ケータイ小説 野いちご

真実の愛に気づいたとき。

「私は、自分の思うままに生きてきました。でも、結果的に孤独になりました。好きなように生きるとこができるのが"幸せ"なのか、友達や家族が居て"幸せ"なのか…幸せの意味を知りたいんです」


彼の目を強く見つめ、ひとつひとつ言葉を発した。


この人は他の人とは違う…そう思った。


目線を逸らさずに返答を待っていると、彼は何かを考えるように少し俯きがちになる。


そしてゆっくりと顔を上げて口を開いた。



「お前自身の幸せなんて知ったこっちゃない。結局世の中は集団社会なんだ。その中で他人と上手くコミュニケーションを取って、そして信頼を得る。
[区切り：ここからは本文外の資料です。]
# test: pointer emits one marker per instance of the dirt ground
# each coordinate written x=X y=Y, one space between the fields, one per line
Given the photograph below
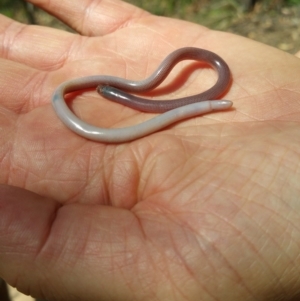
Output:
x=277 y=26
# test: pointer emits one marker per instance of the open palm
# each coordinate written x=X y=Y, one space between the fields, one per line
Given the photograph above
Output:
x=207 y=209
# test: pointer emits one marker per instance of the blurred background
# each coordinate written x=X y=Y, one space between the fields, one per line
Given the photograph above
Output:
x=273 y=22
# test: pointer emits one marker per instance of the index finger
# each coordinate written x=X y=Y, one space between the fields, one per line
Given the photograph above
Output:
x=92 y=18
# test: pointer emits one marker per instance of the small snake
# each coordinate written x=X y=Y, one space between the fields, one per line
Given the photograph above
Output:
x=173 y=110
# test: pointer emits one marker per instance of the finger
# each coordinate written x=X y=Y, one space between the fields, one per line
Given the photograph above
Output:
x=92 y=18
x=42 y=244
x=38 y=47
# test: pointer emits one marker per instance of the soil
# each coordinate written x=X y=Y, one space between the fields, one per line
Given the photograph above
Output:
x=277 y=26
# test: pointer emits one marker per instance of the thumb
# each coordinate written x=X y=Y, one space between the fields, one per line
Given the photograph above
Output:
x=46 y=248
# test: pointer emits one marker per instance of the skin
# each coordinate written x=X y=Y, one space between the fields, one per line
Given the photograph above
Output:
x=206 y=210
x=174 y=110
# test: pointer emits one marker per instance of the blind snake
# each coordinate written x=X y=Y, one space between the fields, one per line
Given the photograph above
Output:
x=173 y=110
そこで初めて自分の存在価値が見出せる。他人から必要とされる喜びが"幸せ"なんじゃないか?」


「他人から必要とされる喜び…」


集団社会を敬遠してきた私には、彼の言う"幸せ"を感じることなんて難しい。


友達が居ない私は"不幸せ"なのだろうか。



「…まぁ、心理学的に言うと、だがな」


「心理学…お詳しいんですか?」


「…つーか、もういいだろ?そろそろ俺店戻らねーと」


その言葉に、彼は今休憩中であることを知った。


あわあわと慌て出す私に吹き出した。



「ははっ、何だよお前、もしかして申し訳ないとか思った?」


腰を屈め、ぐっと顔を近づける。


顔にかかる吐息は微かにタバコの香りがした。


タバコは嫌いだが、今日のそれは彼が大人の男性であることを強く示し、色っぽさを感じる。



「あ、当たり前じゃないですか」


「本当におかしなやつだな」


そう言うと彼は胸ポケットからトランプサイズの革のケースを取り出し、その中から紙を1枚引き抜いて私に渡した。


それを両手で受け取り、まじまじと見つめる。



「松村…慶?」


「それ、店の名刺。今日みたいに突然会いに来られるとびっくりするからさ、これからはそこに連絡しろ」


名刺の右下に目をやると、電話番号とメールアドレスが書いてあった。


名前と連絡先が一度に手に入った喜びを感じたのも束の間、名刺の連絡先は要は業務用のものであるということも同時に察し、複雑な気持ちになる。



「…んだよその顔」


「あ、いえ、ありがとうございます」



教えてくれただけありがたいよね。


あれ?と、言うことは…



「私、まだあなたと…松村さんと関わってもいいんですか?」


「何?拒否ってもいいならそうするけど」


「あ、いえ!!関わらせてください!!」


『お願いします』と勢いよく頭を深々と下げる。


「…まぁ、あんま思い詰めるなよ」


松村さんは私の肩を二度軽く叩き、『じゃあな』と横を通り過ぎて行った。


貰った名刺を眺める。



「松村…慶さん」


あ、年齢聞き忘れちゃったな。


年上であることは間違いないが、20代後半といったところだろうか。


まだまだ謎のベールに包まれているし、私たちの関係性もぼんやりしたものだけれど、着々と距離が縮まっているはずだ。


でも、どうして迷惑がられなかったのだろう。


私と向き合おうとしてくれたことを不思議に思った。